The Renault case has already been discussed here twice (here
). Recent developments, however, naturally lead us to revisit the file.
First observation: a possible infringement of Japanese tax laws by Mr. Ghosn doesn’t have anything to do with the results or the financial situation of Renault.
Second observation: in an industry that is as tough and competitive as the car business, there are only two survival strategies - position yourself in a luxury segment with high margins, or compensate smaller margins with large volumes and economies of scale; as such, it would be surprising for Nissan or Mitsubishi to jeopardize the alliance that links them to the French manufacturer since their survival seems indexed to the sustainability of the latter.
Third remark: while Renault shares already were surprisingly affordable - like the shares of all car manufacturers, by the way, like BMW which we featured here last week
- since the 19th of November the company’s shares are extraordinarily
And indeed, without falling into a sophisticated financial analysis or sum of the parts, we note that the market capitalization of the group (17 billion euros) represents a multiple of 3.3 times last year’s profits (5.1 billion) and a 50% discount on the company’s equity (34 billion) which is, however, profitable for the long cycle.
These kinds of valuation levels are usually reserved to companies which are in a near bankruptcy situation. Renault seems light years away from such a thing: the company is remarkably well-capitalized - Mr. Ghosn liked to unburden himself from the terror the last big crisis left him with - and since the company has been growing sustainably for ten years - at an annualized pace of 5% - the group has considerably improved its margin profile during that period and generates excess cash every financial year.
Nissan, owned by Renault for up to 43.7% of its capital, also displays a satisfying financial performance, with a 4% annualized turnover growth since 2008 and a record net margin for the last two financial years.
The profitability of the equity straightened out over that period approaches 10% - more or less the cost of capital among discerning investors. That being said, selling said equity for 50% of its accounting value - which without a doubt underestimates the value of the company’s stake in Nissan - appears overly conservative, or unreasonable when we talk about a profitable company that’s well managed, and that thanks to its Alliance disposes of a formidable competitive advantage - meaning its scale.

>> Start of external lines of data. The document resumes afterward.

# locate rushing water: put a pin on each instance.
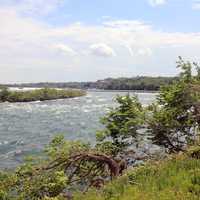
(27, 127)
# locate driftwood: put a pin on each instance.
(91, 168)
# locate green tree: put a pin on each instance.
(121, 125)
(175, 118)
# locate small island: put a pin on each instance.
(43, 94)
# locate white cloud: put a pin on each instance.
(29, 49)
(101, 49)
(157, 2)
(65, 49)
(196, 5)
(145, 52)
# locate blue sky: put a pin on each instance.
(80, 40)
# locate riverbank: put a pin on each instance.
(44, 94)
(175, 178)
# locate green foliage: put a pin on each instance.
(174, 119)
(38, 95)
(121, 125)
(177, 178)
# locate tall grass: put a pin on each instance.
(177, 178)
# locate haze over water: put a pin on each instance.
(25, 128)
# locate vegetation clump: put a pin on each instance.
(38, 94)
(74, 170)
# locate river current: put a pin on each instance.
(25, 128)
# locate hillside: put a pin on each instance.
(135, 83)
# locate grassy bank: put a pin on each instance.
(176, 178)
(38, 95)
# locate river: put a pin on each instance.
(25, 128)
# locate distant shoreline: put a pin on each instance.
(15, 96)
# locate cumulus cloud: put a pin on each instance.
(196, 5)
(157, 2)
(65, 49)
(144, 52)
(28, 46)
(101, 49)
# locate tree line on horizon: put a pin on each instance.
(134, 83)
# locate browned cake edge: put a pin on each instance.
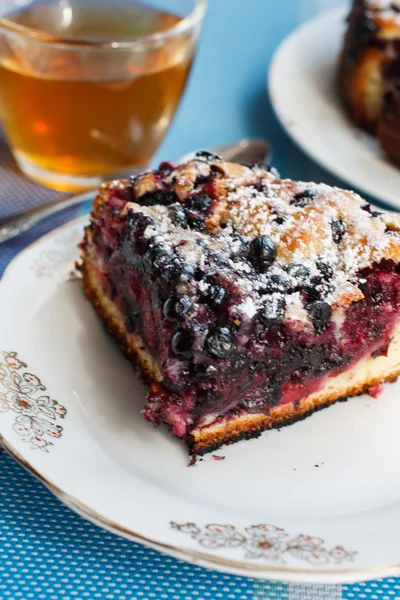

The car industry, as we regularly remind our readers, is as tough as it is ungrateful because it’s cyclical, extremely competitive and incurably capital-intensive. The quality of the profits in this industry is questionable and the opacity of the financial services divisions - although essential in the consolidated financial performance - is more or less absolute.
Moreover, Ghosn’s fall strikes hard: closely monitored by fussy boards in Japan and Europe, the compensation of executives - direct as well as indirect, benefits in kind included - normally is transparent and well documented.
That such a case comes to light looks just like a palace revolution, and creates the fear for potentially deeper than expected tensions between Renault and Nissan.
A reconciliation will require compromises: let’s hope that they will be found soon by the concerned parties.
In the case of Renault, all these real risks - which we certainly don’t deny - are more than integrated into the price. So, without looking to sketch an exact valuation, it seems that an investment at this price is limited to going against a maximum pessimism of the market.
The situation should thus spark the interest of contrarian investors, focused on the long-term and detached from the media fury.
(The author is a shareholder at an average price of 56 euros.)